Oír eso lo hacía enfurecer. Hacía mucho en una fiesta Vittorio casi le rompía la cara, fatigado del alma, cansado de las extremidades, de la mente; tenía mitigadas las fuerzas y la voluntad, y la coherencia en su vida parecía una cosa intermitente. Nunca había sido más racional que cuando amaba a su hermano, cuando le decía con palabras que era un idiota, pero se guardaba el por qué, nunca le decía por qué pensaba que era un idiota y Vittorio nunca, jamás había sido capaz de decirlo.

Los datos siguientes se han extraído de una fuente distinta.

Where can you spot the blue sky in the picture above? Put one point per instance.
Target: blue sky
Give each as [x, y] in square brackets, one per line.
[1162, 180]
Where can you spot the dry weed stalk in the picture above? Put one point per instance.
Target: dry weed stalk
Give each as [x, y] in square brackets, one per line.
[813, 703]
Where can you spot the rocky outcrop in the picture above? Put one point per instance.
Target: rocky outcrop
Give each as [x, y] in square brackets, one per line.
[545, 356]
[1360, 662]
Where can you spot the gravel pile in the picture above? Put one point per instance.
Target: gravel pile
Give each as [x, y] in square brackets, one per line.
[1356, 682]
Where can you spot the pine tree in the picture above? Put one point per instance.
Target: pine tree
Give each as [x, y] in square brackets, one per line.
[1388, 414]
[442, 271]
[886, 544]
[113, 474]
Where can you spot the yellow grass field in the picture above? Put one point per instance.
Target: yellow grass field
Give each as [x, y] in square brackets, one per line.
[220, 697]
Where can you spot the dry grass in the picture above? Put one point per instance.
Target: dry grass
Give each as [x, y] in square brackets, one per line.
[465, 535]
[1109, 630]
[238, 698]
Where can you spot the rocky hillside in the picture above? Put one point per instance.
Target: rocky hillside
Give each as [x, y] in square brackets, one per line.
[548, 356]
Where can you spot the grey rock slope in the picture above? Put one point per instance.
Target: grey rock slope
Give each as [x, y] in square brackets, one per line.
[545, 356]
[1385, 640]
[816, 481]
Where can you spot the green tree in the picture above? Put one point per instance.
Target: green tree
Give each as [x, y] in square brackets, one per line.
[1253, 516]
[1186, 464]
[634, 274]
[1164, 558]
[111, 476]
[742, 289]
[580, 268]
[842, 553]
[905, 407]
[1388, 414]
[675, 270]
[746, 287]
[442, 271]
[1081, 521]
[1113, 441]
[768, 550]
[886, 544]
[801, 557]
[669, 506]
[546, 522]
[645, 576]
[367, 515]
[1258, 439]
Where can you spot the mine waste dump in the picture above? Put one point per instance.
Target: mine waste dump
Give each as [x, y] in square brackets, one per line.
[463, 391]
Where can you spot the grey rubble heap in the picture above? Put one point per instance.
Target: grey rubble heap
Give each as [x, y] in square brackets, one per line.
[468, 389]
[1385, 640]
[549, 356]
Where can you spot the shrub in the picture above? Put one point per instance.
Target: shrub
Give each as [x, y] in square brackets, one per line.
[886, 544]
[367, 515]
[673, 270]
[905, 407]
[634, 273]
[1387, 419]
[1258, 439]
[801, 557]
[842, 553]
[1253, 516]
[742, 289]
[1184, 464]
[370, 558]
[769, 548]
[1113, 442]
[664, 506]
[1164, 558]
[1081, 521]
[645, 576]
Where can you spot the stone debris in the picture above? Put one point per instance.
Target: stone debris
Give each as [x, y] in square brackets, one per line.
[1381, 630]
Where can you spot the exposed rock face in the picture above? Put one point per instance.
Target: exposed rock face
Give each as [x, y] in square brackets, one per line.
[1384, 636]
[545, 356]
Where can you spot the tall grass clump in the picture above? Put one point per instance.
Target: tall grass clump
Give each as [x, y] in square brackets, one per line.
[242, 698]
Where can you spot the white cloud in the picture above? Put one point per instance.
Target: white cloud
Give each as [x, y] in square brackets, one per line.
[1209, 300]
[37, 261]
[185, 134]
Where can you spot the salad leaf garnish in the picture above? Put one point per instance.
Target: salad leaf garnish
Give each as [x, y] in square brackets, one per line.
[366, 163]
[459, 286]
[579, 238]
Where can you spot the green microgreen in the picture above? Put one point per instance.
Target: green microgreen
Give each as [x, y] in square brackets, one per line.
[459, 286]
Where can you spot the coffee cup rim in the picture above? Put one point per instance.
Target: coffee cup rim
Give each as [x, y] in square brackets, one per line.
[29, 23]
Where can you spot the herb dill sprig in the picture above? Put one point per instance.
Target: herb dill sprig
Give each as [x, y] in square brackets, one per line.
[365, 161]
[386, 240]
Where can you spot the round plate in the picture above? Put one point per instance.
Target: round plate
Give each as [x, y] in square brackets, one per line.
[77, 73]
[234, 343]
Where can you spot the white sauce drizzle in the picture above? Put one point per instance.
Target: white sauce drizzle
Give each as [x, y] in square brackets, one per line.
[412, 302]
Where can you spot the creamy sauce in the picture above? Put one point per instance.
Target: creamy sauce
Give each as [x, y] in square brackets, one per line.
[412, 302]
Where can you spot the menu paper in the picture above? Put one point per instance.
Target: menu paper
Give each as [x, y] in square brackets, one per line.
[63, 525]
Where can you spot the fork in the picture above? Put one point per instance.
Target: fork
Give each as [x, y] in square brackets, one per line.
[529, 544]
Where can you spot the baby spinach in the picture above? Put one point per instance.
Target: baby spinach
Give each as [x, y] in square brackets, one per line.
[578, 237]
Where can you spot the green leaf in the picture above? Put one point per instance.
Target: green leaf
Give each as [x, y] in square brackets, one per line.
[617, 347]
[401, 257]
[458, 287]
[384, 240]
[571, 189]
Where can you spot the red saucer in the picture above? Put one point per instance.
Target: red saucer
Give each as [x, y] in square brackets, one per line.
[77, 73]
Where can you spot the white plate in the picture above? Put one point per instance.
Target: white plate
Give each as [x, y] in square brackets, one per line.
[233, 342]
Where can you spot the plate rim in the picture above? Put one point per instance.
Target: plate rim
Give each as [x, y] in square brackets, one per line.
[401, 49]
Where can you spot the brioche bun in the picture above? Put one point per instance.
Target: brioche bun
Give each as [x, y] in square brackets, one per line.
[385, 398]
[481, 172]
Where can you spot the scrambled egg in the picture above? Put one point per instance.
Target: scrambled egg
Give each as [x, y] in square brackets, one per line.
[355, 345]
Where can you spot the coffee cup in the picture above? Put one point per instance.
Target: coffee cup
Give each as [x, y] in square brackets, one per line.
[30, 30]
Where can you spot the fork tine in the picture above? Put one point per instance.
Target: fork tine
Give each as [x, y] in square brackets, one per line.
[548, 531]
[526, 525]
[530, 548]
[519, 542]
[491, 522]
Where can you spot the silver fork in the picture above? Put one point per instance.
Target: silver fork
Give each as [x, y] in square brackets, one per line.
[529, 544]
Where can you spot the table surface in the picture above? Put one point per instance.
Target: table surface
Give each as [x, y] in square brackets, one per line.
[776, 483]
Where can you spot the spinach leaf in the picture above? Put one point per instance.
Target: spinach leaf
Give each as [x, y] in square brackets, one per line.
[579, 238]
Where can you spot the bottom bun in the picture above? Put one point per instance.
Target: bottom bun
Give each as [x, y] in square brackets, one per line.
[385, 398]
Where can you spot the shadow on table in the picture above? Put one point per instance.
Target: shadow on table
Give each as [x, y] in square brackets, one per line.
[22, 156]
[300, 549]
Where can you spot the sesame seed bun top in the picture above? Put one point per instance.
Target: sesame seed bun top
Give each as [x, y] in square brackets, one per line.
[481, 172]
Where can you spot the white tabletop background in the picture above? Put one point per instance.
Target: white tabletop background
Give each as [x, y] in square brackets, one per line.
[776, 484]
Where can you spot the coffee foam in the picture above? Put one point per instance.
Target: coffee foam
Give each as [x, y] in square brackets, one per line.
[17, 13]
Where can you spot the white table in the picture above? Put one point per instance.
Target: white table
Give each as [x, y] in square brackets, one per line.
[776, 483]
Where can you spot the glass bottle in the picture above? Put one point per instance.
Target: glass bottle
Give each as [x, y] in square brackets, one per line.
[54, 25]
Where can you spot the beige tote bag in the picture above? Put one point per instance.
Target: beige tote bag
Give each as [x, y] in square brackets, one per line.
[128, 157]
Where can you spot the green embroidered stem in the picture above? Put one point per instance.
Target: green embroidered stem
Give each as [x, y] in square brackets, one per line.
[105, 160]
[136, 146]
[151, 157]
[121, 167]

En ese instante quiso gritarle que se fuera, que se marchara y que no volviera, a pesar de que, sacarlo de su vida, saber que estaría lejos y que jamás lo vería de nuevo, significaba renunciar a una de las pocas personas que lo impulsaban a dejar de ser un monstruo. Pero, por desgracia para los que lo rodeaban, Vittorio no sabía amar sin dañar y proteger sin destruir. Estaba tan acostumbrado a la corrupción que había aprendido de Rita, que intentar exhalar una buena obra le suponía una reacción en cadena más peligrosa.
Por lo tanto, cuando Lisandro había dicho, tan indeciso como siempre «supongo que sí» él había comprendido que no le quedaba de otra que arruinar su única ilusión. Catalina era la ilusión de Lisandro. Y si seguía esperanzado con ella jamás iba a alejarse de su madre que, para Vittorio, era más importante.
—Sabes que ella te odia, ¿no? —Se rio, y contuvo la respiración, junto con el llanto—. Dios, Lisé, deja de ser tan masoquista. Al menos Matteo tiene piscina en su casa.
Ya no lo miró de vuelta ni se molestó en ver cómo era el semblante de Lisandro tras oír sus palabras; que eran diferentes a las del resto, a las que acostumbraba a darle. Aquellas no eran frases de humillación, ni de odio, o de mentira, o de oprobio: aquellas habían sido las únicas palabras que podían surgir de su cuerpo a modo de afecto. De otra forma era incapaz de decir a Lisandro que prefería que estuviera lejos de Rita y de ellos, a verlo igual que él.
Él ya tenía suficiente con el horror de fundirse en la mugre con su madre, y si a Lisandro le pasaba lo mismo, entonces nada de su sacrificio, de ofrecerse como chivo expiatorio, habría valido la pena.